En español | Teaching a classroom of children in Nepal, caring for cheetahs in Namibia or studying sea turtles along Sri Lanka’s shores — exotic opportunities like these have made volunteering part of the growth industry in the travel biz. But the key to a good work experience is not the work you do on your trip. It’s the work you do before you ever leave home.
Just as a smart shopper researches sports cars before buying that new Ferrari (or a used Volkswagen, in my case), you’ll need to sort through the roughly 150 organizations offering trips under the new industry buzz called voluntourism to find the group that’s perfect for you.
Listen to Ken Budd talk about volunteer vacations with Alyne Ellis from Prime Time Focus.

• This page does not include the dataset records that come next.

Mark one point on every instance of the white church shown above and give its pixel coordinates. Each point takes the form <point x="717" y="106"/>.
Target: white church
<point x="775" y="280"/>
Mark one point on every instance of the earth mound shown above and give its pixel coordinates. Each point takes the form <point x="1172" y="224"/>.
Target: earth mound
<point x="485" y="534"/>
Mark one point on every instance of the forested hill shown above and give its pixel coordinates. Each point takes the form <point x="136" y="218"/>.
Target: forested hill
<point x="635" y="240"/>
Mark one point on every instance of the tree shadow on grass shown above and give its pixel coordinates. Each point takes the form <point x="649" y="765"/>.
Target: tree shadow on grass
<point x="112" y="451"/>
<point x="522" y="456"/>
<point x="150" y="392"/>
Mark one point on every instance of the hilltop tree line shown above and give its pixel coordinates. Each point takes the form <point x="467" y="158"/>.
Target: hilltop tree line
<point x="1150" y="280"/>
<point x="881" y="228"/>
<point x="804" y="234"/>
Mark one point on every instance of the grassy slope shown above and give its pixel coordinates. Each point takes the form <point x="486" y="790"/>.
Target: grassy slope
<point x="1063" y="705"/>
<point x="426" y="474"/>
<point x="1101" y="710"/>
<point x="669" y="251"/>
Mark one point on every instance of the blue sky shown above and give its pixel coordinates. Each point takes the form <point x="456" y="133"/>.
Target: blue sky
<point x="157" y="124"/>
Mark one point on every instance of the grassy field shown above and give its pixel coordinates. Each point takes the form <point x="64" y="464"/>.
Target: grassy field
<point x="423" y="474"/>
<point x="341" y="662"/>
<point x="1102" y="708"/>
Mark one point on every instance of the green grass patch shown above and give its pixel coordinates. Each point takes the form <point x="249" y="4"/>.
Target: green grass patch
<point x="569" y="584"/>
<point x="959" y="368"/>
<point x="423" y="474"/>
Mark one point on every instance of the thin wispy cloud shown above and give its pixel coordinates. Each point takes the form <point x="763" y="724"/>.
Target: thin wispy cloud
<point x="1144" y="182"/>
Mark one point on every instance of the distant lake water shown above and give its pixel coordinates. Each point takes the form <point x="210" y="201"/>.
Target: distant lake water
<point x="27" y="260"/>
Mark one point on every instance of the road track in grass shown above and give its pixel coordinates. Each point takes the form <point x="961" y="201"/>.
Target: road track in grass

To help make that ideal match, follow this seven-step plan.
Ask the right questions
Selecting an organization is a bit like getting married: There are plenty of possible partners; the hard part is finding Mr. or Mrs. Right. To narrow the often-overwhelming options, start with these three essential questions:
- What kind of work do you want to do?
- Where do you want to do it?
- How long do you want to stay?
Keep the questions coming. Think about living conditions: Are you OK sharing a closet-sized room with three college students or do you need your own space? How much are you willing to pay for your trip? Do you want to use your professional skills or do something entirely different? Are you hoping to spend eight hours a day working or are you more interested in lounging on the beach?
These questions may seem obvious, but travelers often don’t think about them until they’re already in a foreign land, grousing about the living conditions or the work assignment.
Become a snoop
On a travel site called Worldhum.com, a blog about voluntourism led to this cynical post from a reader: “If you pay to volunteer, you are a total sucker.”